Implementation of FACT and DreaMS on Desorption ElectroSpray Ionization Mass Spectrometry Imaging (DESI-MSI) Data

Figure 1: FACT model architecture.

PyTorch implementation of FACT: Foundation model for Assessing Cancer Tissue margins.

Setup

Start by cloning the repository:

git clone https://github.com/AlonGabriel/fact.git

and then installing PyTorch v2.3 in a new virtual environment. Follow the instructions on the official website to install PyTorch.

Finally, navigate to the project directory and install the other dependencies:

pip install -r requirements.txt

Pretraining

To pretrain the model as per the study, run the following command:

python train.py with Triplet base_model=laion/clap-htsat-unfused dataset=<PATH> checkpoints_dir=<SAVE_PATH> transform=MinMaxNormalize

This will load in the configuration file, configs/Triplet.yaml, and start pretraining the model on the dataset located at <PATH>. The configuration file contains all the hyperparameters for the model, optimizer, and training loop. You can override the default values, e.g., the optimizer and learning rate, by passing them as arguments:

python train.py with Triplet base_model=laion/clap-htsat-unfused dataset=<PATH> checkpoints_dir=<SAVE_PATH> optimizer=SGD lr=0.01

See configs/defaults.yaml for all the available hyperparameters.

To pretrain the model using multiple gpus, run the following command:

torchrun --nnode=1 --nproc_per_node=2 train-multiple-gpus.py with Triplet base_model=laion/clap-htsat-unfused checkpoints_dir=<PATH> dataset=<PATH> transform=MinMaxNormalize

Backbones

We used two backbones for pretraining: laion/clap-htsat-unfused and pluskal-lab/DreaMS. Simply change the base_model argument as shown below.

python train.py with base_model=pluskal-lab/DreaMS dataset=<PATH> checkpoints_dir=<SAVE_PATH> transform=MinMaxNormalize

Methods

The configuration files for SimCLR are also available in the configs directory and can be implemented as below.
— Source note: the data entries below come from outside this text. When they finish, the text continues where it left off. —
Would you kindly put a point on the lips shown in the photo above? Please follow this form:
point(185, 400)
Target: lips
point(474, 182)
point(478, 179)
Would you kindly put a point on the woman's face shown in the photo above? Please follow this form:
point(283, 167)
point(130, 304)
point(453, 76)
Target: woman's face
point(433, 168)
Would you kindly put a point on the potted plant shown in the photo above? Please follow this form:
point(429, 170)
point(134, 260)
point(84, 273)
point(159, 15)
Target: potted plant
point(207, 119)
Note we only used SimCLR in DESI application of FACT, as we encountered errors when attempting to pretrain DreaMS using it.
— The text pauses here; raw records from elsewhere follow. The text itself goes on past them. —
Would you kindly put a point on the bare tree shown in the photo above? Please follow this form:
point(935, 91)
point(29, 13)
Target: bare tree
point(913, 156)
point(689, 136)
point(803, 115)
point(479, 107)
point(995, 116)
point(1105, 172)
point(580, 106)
python train.py with SimCLR base_model=laion/clap-htsat-unfused dataset=<PATH> checkpoints_dir=<SAVE_PATH> transform=MinMaxNormalize

Finetuning

To finetune the model, run the following command:

python train.py with base_model=laion/clap-htsat-unfused dataset=<PATH> checkpoint=<CHECKPOINT> checkpoints_dir=<SAVE_PATH>

Note that you do not need to specify the Triplet or SimCLR configuration since the model has already been pretrained. Instead, you need to reference the final (or best) checkpoint file from the pretraining step and a new checkpoint directory where the fine-tuned models will be saved.

To finetune the model, in a multiclass setting, run the following command:

python train.py with base_model=laion/clap-htsat-unfused dataset=<PATH> checkpoint=<CHECKPOINT> evaluator=MultiClassClassification prediction_head=[128, 6]
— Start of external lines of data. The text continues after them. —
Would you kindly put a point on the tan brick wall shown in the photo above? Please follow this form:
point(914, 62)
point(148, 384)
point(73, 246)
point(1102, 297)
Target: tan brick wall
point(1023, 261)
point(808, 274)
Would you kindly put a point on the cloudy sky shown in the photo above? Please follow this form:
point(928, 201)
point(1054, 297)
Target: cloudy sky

Note that the second value of the prediction head should be the number of classes in your dataset. While mutliclass classification was attempted, results were poor, likely due to lack of specific pretraining using a multiclass dataset; although this would not matter for SimCLR which uses unlabeled data. Special care should be taken to confirm the correctness of the evaluation metrics using the MultiClassClassification evaluator.

Evaluation

Model checkpoints (all crossfold validation runs, and top pretraining runs) and data are available at P:\data\Alon-DESI_FACT. To reproduce the results of the paper, run the following command:

python train.py with base_model=laion/clap-htsat-unfused dataset=<PATH> checkpoint=<CHECKPOINT> checkpoints_dir=<SAVE_PATH> transform=MinMaxNormalize eval_only=True

Specs

With the default hyperparameters, the model should fit in the GPU memory. If you encounter any issues, consider reducing the batch size or using the train-multi-gpus.py script.

Deployment

Figure 2: Output of deployment module for various models. A) Output from PCA-LDA model; B) Output from CLAP model with SimCLR pretraining; C) Output from CLAP model with no pretraining; D) Output from DreaMS model; E) Output from FACT model; F) Pathologist annotated histopathology slide.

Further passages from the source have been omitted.